I will also grant Baymont's request for liquidated damages. Baymont's request for $70, 000 is based on Sections 12.1 and 18.5 of the Franchise Agreement (setting liquidated damages at $1, 000 multiplied by the number of guest rooms), and Section 7.3 establishing a 1.5% interest rate on all unpaid sums). (Compl. Ex. A). The liquidated damages rate of $1, 000 multiplied by 70 guest rooms yields a figure of $70, 000 under the Agreement. (Fenimore Aff. ¶[25-26). I agree with Baymont that the contractual interest rate of 1.5% monthly applies to this liquidated damages sum. (Compl. Ex. A, Section 7.3). I also agree as to the date liquidated damages began to accrue: May 30, 2012, or 30 days after Baymont sent a letter of termination. (Fenimore Aff. ¶ 27, Ex. E (Termination Letter)). Interest thus equals $26, 545.88.

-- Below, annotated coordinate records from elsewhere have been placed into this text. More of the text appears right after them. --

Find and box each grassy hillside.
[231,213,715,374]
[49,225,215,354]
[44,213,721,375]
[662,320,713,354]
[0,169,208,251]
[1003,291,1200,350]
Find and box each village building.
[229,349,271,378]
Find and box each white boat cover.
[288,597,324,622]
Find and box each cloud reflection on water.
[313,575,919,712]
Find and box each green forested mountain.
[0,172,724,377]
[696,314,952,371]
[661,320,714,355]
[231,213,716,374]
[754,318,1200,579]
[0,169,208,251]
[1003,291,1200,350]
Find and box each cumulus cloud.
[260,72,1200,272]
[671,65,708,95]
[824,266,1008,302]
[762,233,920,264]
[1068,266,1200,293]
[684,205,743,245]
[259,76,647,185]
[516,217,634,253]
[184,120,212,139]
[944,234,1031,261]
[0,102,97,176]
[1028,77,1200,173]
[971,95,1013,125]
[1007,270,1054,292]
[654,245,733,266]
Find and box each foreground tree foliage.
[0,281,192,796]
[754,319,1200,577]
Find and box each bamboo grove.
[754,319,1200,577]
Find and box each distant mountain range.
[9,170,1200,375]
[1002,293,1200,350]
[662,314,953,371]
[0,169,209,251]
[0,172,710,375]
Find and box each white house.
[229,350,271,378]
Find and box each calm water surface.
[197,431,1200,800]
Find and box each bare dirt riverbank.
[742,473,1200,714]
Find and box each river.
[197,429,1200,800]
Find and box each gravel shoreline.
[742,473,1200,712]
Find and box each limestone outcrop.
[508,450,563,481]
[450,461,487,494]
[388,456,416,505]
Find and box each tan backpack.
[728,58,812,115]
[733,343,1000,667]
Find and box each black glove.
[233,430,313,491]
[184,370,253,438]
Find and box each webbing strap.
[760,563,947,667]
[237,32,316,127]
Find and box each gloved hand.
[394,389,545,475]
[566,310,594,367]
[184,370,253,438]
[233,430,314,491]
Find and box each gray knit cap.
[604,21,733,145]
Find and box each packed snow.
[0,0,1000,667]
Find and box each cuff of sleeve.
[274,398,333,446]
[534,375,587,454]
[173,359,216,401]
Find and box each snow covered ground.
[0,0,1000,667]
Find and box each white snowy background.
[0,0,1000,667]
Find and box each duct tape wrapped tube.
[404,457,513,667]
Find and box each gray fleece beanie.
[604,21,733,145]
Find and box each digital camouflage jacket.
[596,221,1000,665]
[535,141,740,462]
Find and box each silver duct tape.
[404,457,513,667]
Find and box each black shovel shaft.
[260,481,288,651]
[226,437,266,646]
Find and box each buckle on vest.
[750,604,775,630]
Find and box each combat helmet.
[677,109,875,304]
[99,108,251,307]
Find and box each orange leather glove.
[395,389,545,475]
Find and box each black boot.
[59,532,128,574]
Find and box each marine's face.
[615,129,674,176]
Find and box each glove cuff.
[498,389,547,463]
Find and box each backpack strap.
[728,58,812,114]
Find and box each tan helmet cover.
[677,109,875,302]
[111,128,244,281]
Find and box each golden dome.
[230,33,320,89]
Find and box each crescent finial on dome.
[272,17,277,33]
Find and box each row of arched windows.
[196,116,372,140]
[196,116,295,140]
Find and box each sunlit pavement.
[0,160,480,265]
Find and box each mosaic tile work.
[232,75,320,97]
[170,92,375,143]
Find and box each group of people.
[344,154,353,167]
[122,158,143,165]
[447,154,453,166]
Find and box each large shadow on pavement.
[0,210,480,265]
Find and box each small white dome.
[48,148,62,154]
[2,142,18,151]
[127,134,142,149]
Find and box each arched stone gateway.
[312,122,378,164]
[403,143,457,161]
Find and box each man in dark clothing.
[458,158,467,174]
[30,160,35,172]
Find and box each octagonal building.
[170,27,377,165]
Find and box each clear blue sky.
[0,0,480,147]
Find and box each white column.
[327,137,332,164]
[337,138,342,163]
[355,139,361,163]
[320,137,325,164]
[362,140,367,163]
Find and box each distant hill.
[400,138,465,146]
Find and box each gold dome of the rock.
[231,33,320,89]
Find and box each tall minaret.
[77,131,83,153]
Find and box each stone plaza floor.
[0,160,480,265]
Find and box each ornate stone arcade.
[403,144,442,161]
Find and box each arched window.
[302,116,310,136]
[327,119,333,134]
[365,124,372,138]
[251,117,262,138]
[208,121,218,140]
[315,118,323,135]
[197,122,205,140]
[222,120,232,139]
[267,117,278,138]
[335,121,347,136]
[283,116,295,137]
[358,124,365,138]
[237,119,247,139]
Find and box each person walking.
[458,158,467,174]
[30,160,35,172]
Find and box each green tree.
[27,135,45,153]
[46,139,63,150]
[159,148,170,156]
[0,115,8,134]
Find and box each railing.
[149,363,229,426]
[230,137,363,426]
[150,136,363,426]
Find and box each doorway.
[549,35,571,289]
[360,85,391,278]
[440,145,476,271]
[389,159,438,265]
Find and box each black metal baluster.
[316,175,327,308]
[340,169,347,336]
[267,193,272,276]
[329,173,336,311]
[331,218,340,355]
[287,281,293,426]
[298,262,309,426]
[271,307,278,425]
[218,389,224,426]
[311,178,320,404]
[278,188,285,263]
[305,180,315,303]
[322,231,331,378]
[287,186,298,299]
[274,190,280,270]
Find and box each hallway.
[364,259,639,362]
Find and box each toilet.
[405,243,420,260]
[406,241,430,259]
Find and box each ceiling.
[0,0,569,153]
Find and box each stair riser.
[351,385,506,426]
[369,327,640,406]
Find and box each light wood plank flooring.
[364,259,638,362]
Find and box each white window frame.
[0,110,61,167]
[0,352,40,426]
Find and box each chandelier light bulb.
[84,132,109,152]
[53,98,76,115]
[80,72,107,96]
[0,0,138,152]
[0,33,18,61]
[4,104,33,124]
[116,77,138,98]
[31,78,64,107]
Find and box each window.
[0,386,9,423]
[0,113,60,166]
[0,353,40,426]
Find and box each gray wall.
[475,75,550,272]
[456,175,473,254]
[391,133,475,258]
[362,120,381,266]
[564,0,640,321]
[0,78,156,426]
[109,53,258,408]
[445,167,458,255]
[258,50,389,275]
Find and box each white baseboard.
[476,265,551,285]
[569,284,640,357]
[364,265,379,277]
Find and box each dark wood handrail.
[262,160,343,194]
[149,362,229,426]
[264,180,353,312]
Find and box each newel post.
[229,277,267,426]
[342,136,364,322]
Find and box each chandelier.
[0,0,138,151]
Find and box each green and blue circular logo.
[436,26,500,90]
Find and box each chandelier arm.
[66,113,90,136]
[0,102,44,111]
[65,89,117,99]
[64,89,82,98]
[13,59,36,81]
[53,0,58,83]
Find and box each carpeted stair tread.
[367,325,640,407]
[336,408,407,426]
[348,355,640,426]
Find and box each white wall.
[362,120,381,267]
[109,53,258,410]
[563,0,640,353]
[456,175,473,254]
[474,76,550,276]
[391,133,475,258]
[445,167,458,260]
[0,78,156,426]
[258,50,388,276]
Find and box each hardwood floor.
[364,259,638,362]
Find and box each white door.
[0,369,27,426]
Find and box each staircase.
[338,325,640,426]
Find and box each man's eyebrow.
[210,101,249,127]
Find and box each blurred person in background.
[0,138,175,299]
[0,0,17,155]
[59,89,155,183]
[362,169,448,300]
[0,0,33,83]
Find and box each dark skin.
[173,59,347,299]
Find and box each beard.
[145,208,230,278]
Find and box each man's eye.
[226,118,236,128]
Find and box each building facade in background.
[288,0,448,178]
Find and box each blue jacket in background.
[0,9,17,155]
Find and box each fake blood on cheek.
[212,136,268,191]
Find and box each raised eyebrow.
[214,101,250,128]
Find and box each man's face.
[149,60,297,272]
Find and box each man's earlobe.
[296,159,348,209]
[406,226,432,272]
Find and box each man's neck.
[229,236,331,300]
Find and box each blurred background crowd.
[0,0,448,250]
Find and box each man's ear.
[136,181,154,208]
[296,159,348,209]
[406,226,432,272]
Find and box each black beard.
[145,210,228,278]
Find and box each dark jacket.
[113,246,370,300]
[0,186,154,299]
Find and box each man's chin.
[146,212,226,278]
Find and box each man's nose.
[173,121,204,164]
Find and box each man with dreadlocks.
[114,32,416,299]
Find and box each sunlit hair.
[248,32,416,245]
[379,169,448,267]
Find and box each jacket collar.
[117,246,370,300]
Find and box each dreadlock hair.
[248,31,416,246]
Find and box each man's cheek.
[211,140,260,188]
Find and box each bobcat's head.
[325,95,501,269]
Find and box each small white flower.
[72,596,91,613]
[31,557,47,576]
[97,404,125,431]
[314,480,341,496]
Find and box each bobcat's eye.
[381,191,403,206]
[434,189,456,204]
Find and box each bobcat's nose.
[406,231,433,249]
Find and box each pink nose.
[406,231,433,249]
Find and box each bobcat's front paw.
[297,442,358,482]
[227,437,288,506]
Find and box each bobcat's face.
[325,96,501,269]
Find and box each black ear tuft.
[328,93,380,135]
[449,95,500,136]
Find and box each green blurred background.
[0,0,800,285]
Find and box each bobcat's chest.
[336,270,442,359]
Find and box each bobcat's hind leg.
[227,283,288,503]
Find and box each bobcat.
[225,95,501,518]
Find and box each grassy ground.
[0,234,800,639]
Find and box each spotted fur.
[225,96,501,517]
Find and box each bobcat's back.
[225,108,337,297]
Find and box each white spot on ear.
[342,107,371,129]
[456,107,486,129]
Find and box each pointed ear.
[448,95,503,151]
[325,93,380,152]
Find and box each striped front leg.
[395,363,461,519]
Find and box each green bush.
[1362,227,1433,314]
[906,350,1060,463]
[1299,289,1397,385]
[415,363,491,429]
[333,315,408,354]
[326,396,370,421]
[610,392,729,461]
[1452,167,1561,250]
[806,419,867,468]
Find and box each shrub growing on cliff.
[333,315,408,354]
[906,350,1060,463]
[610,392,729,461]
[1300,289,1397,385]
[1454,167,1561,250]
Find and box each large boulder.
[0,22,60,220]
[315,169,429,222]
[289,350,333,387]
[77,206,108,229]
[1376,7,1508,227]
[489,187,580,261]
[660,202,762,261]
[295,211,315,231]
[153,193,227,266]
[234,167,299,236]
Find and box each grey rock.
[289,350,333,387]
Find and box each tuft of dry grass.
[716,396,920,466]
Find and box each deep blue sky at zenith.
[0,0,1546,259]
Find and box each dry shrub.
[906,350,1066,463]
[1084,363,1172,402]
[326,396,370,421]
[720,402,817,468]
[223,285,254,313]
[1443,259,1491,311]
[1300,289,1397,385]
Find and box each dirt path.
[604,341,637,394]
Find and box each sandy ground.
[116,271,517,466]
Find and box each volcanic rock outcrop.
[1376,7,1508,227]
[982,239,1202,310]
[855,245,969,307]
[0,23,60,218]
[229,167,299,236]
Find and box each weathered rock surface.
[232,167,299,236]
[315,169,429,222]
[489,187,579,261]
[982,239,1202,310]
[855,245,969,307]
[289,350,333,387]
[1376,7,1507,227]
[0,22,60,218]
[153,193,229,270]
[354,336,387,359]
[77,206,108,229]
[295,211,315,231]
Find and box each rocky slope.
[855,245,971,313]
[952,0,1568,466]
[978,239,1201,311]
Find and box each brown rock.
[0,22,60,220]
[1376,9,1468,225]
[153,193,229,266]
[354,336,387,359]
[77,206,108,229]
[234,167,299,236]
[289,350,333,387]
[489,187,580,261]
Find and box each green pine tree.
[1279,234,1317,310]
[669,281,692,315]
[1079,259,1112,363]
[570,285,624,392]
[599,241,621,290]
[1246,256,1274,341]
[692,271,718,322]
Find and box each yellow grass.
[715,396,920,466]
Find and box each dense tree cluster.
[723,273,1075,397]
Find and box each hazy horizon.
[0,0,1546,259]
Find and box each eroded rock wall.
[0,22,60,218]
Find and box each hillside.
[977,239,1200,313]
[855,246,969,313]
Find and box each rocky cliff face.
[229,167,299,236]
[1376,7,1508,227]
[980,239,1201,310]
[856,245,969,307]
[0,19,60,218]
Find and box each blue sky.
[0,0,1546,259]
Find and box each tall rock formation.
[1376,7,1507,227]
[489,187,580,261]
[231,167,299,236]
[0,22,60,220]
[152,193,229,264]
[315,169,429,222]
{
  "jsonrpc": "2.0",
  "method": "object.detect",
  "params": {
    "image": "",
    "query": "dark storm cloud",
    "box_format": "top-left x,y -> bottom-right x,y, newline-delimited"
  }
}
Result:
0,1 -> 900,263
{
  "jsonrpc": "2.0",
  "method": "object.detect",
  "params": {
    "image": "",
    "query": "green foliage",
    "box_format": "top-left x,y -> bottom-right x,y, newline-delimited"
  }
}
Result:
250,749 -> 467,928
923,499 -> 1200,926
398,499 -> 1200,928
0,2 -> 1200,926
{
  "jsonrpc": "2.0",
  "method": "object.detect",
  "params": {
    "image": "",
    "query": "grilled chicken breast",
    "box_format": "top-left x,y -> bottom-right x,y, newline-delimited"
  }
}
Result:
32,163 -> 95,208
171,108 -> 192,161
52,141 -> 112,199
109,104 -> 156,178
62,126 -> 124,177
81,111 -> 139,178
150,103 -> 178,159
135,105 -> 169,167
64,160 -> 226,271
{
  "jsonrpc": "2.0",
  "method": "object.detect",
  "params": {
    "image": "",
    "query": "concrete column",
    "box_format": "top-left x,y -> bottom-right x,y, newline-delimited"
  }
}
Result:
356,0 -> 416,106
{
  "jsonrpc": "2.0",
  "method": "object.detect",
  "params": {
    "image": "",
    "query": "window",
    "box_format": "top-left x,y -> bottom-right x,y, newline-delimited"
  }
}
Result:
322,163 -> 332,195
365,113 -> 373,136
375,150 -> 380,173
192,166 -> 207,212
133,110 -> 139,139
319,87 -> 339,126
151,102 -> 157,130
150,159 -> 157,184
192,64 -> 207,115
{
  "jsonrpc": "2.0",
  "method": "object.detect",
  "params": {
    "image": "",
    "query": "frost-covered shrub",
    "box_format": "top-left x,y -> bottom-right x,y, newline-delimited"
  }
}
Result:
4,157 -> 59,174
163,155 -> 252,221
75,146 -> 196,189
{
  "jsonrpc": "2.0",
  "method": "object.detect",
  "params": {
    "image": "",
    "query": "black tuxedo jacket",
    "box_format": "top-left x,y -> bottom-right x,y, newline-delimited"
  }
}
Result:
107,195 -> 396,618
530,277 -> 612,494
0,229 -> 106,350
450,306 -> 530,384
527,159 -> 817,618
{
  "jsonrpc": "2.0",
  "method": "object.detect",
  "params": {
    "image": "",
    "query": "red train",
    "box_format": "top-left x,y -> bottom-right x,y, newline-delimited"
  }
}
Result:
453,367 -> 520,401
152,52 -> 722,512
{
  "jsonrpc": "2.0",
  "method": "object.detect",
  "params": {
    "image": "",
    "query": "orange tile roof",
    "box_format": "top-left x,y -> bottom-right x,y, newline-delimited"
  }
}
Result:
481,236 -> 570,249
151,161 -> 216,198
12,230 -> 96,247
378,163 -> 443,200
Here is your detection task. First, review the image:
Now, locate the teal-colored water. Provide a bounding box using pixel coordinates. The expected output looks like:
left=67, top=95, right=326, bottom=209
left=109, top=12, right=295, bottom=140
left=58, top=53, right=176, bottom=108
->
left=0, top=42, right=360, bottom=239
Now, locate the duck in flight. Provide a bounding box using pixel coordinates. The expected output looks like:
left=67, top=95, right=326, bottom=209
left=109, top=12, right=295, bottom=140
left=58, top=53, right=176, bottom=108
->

The interest is calculated from May 30, 2012 through March 31, 2015, the date of this decision. The $26, 545.88 figure is calculated by multiplying $70, 000 by 18% per year, which equals $12, 600 in interest per year. That amount is then divided by 365 days to equal $34.52 in interest per day. When the per diem interest of $34.52 is multiplied by 769 days, the interest owed is $26, 545.88. (See Fenimore Aff. ¶27).

Finally, as to attorneys' fees and costs, I adopt Baymont's analysis. Baymont has adequately documented its attorneys' fees, which do not seem unreasonable or disproportionate. (See Compl. Ex. A, Franchise Agreement, Section 17.4 (giving prevailing party the right to recover reasonable attorneys' fees); Fenimore Aff. ¶28; Couch Cert.[4] ¶¶ 13-14, Ex. F). I will enter a judgment that includes $3, 900.00 in attorneys' fees and $582.30 in costs, for a total of $4, 482.30.

III. CONCLUSION

For the foregoing reasons, a default judgment will be entered in favor of Plaintiff Baymont Franchise Systems, Inc., in a total amount of $175, 201.81, to be paid to Baymont, along with post-judgment interest from this date at the appropriate rate pursuant to 28 U.S.C. § 1961.

An appropriate order will be entered in accordance with this Opinion.